Collections in Python’s standard library: dict

Warning: this post’s contents is based on Python 3.6rc1 source code – most recent available one at the moment of writing.

Dicts are omnipresent

A lot of things in Python are dicts. Your programs use dictionaries extensively even if you do not explicitly instantiate them.  There is a global registry of loaded modules, so they do not have to be read from HDD every time you request them using import statement.

>> import sys
>>> type(sys.modules)
<type 'dict'>

Every class and every object uses dict internally to store attributes – methods and variables. Unless they use __slots__, but that’s a different story.

class A:
    """Demo of using dicts in classes"""
    # class-level property
    SOME_PROPERTY = 123
    def __init__(self, some_property):
        # instance-level property
        self.some_property = some_property

A.__dict__  # {'__module__': '__main__', '__doc__': 'Demo of using dicts in classes', '__init__': <function __init__ at 0x10f109e60>, 'SOME_PROPERTY': 123}

Notice that class stores in its __dict__ all methods and class-level variables. Presence of __doc__ here may also be surprising, but makes perfect sense.

a = A('some_value')
a.__dict__  # {'some_property': 'some_value'}

Creating an instance of A and assigning some_property in __init__ method results in saving this property in instance’s __dict__.

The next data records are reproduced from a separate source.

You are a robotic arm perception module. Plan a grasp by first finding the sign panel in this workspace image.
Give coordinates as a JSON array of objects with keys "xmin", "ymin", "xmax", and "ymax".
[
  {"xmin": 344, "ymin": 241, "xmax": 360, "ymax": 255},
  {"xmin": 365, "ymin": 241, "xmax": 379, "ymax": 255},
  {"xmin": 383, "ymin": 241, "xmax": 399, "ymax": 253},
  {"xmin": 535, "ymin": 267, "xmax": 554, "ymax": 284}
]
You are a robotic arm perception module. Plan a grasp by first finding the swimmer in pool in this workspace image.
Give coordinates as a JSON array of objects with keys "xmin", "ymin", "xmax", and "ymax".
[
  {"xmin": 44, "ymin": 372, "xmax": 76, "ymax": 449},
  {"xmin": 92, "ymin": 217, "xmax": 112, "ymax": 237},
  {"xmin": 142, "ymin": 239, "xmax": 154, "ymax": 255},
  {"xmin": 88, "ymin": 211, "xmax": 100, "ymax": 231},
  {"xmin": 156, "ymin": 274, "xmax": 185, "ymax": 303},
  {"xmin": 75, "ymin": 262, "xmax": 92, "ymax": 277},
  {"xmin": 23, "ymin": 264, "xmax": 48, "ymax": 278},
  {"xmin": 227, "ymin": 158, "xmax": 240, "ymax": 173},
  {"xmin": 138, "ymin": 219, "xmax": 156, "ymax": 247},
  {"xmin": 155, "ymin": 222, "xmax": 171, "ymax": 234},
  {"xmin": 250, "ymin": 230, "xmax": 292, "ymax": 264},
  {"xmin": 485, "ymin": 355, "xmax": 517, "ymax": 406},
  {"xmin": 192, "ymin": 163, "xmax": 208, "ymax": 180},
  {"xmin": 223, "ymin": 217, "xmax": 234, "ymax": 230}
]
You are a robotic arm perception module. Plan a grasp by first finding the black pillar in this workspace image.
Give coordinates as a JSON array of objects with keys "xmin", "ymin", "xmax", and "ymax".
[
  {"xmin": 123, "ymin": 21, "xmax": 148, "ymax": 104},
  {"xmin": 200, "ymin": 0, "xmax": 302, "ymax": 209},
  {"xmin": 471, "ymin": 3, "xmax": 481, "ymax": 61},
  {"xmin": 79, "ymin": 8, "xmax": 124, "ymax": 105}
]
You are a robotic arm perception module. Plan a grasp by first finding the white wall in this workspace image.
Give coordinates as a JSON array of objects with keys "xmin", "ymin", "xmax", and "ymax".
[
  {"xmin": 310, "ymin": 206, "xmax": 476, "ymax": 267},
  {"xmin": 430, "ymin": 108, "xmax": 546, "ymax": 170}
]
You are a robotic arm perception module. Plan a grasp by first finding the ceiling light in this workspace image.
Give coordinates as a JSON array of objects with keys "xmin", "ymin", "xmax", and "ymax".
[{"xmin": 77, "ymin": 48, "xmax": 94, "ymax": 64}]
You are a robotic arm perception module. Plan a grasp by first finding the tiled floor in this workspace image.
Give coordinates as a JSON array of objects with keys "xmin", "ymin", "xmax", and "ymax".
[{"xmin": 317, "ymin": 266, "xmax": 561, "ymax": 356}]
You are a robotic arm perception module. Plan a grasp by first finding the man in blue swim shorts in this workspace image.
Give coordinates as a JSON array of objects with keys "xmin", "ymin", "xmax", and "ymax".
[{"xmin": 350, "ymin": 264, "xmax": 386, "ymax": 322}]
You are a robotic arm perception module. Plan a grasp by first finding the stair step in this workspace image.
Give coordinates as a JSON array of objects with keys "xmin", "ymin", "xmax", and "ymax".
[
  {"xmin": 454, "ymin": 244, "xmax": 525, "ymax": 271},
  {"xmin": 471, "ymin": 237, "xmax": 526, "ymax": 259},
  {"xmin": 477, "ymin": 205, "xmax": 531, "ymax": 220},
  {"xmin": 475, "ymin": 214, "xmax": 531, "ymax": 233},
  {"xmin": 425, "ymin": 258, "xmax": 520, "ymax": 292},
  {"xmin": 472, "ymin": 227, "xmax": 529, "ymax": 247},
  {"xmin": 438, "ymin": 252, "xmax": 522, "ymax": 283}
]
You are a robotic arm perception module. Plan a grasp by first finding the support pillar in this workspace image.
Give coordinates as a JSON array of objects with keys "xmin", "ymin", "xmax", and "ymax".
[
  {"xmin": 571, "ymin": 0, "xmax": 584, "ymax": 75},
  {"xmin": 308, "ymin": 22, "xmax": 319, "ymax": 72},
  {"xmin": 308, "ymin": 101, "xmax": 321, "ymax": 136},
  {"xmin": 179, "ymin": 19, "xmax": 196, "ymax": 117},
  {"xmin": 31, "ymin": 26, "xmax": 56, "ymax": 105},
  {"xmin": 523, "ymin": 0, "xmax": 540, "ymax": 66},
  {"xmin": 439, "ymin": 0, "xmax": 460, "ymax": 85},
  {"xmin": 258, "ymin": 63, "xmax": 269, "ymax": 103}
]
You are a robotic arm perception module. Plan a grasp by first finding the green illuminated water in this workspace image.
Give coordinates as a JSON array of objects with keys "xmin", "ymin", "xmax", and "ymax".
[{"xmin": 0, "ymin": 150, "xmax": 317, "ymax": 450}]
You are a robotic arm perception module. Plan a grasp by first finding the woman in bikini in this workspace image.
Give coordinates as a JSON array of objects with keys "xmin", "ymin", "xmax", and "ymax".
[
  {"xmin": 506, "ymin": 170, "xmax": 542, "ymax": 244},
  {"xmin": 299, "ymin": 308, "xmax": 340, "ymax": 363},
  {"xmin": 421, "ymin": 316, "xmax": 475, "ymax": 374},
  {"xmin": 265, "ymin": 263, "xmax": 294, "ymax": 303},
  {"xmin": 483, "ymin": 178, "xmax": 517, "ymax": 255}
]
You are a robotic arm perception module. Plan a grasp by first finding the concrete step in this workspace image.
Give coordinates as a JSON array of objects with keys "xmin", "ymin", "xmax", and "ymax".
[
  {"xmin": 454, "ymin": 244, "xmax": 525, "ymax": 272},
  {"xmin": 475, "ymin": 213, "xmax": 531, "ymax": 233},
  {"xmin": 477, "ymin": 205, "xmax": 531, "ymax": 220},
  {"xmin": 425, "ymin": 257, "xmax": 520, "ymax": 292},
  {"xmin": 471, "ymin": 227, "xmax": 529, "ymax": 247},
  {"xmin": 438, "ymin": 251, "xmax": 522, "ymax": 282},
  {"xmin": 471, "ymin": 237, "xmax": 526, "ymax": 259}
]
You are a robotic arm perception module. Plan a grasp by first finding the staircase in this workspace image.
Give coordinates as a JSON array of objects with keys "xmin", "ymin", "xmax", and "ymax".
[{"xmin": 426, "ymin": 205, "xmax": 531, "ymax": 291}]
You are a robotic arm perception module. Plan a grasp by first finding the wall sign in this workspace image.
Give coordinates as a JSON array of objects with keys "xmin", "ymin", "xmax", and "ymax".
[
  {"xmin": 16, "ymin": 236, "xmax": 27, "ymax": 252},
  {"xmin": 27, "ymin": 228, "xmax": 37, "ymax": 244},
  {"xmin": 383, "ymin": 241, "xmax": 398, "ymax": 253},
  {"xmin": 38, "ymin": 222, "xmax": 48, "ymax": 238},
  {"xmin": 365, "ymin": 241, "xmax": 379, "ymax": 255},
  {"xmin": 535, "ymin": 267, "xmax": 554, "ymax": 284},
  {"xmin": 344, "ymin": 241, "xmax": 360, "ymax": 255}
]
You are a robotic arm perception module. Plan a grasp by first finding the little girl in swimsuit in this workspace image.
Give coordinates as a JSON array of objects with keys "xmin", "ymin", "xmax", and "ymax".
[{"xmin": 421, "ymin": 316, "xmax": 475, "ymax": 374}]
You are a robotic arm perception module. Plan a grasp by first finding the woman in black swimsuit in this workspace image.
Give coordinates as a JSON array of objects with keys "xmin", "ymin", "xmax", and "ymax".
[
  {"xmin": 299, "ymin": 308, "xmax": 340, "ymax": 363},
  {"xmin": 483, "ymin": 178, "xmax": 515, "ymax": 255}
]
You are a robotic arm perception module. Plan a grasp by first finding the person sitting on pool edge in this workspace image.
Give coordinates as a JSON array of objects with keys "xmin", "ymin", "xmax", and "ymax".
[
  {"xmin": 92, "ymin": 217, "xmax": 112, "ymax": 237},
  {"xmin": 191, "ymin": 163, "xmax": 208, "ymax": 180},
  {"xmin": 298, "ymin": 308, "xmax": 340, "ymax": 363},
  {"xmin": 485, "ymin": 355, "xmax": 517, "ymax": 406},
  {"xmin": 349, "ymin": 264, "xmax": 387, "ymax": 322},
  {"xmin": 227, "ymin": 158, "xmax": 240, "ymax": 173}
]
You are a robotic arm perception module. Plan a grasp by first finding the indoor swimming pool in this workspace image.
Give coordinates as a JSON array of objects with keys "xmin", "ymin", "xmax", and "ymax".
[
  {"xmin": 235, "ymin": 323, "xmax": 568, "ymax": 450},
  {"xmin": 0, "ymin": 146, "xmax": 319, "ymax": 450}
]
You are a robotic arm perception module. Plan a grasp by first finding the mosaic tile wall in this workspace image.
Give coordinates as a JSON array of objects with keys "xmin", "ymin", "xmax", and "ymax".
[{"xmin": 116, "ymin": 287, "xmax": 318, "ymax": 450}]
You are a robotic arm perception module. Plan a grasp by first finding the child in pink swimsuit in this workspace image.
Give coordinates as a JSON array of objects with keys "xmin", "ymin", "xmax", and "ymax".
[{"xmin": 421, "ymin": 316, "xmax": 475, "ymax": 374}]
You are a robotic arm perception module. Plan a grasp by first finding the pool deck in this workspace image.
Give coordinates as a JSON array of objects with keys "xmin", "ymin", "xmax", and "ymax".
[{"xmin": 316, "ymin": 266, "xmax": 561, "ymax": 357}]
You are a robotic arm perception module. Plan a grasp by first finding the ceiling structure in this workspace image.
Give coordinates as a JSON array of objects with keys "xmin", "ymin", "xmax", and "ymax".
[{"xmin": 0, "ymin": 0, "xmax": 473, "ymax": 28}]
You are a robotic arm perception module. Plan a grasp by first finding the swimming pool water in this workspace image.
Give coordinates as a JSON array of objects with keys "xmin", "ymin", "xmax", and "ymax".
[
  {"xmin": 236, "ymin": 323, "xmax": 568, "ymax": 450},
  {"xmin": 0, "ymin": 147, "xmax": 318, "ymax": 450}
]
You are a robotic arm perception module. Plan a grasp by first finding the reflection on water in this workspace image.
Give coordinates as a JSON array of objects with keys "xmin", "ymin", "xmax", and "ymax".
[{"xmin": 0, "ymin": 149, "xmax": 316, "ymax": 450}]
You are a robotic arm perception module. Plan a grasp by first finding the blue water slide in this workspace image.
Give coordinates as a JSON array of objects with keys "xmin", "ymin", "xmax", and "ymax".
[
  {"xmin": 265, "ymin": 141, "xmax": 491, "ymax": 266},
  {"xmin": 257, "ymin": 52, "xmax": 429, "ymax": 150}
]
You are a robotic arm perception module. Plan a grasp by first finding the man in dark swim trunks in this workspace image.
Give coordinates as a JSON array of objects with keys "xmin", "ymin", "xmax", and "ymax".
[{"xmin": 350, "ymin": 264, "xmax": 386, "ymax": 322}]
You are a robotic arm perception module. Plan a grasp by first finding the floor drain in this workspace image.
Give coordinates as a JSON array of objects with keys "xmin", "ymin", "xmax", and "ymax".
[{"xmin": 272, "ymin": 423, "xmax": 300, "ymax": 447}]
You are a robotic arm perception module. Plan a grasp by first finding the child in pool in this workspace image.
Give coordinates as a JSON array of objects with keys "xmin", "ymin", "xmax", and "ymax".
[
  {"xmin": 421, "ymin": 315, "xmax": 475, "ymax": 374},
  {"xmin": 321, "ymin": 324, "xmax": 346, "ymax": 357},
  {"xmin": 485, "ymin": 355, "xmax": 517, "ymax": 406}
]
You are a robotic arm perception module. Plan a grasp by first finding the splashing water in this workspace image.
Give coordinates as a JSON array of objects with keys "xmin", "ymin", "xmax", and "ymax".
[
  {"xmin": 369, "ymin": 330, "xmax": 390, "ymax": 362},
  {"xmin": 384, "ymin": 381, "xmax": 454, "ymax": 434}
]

In the end we are able to reach class-level properties from instance using exact same notation as if we were to ask object for its instance-level attribute.

a.SOME_PROPERTY

This works because Python uses both __dict__’s to find requested attribute. Firstly instance-level __dict__ is checked, then the interpreter moves to class-level __dict__. Finally, if no attribute was found then AttributeError is raised.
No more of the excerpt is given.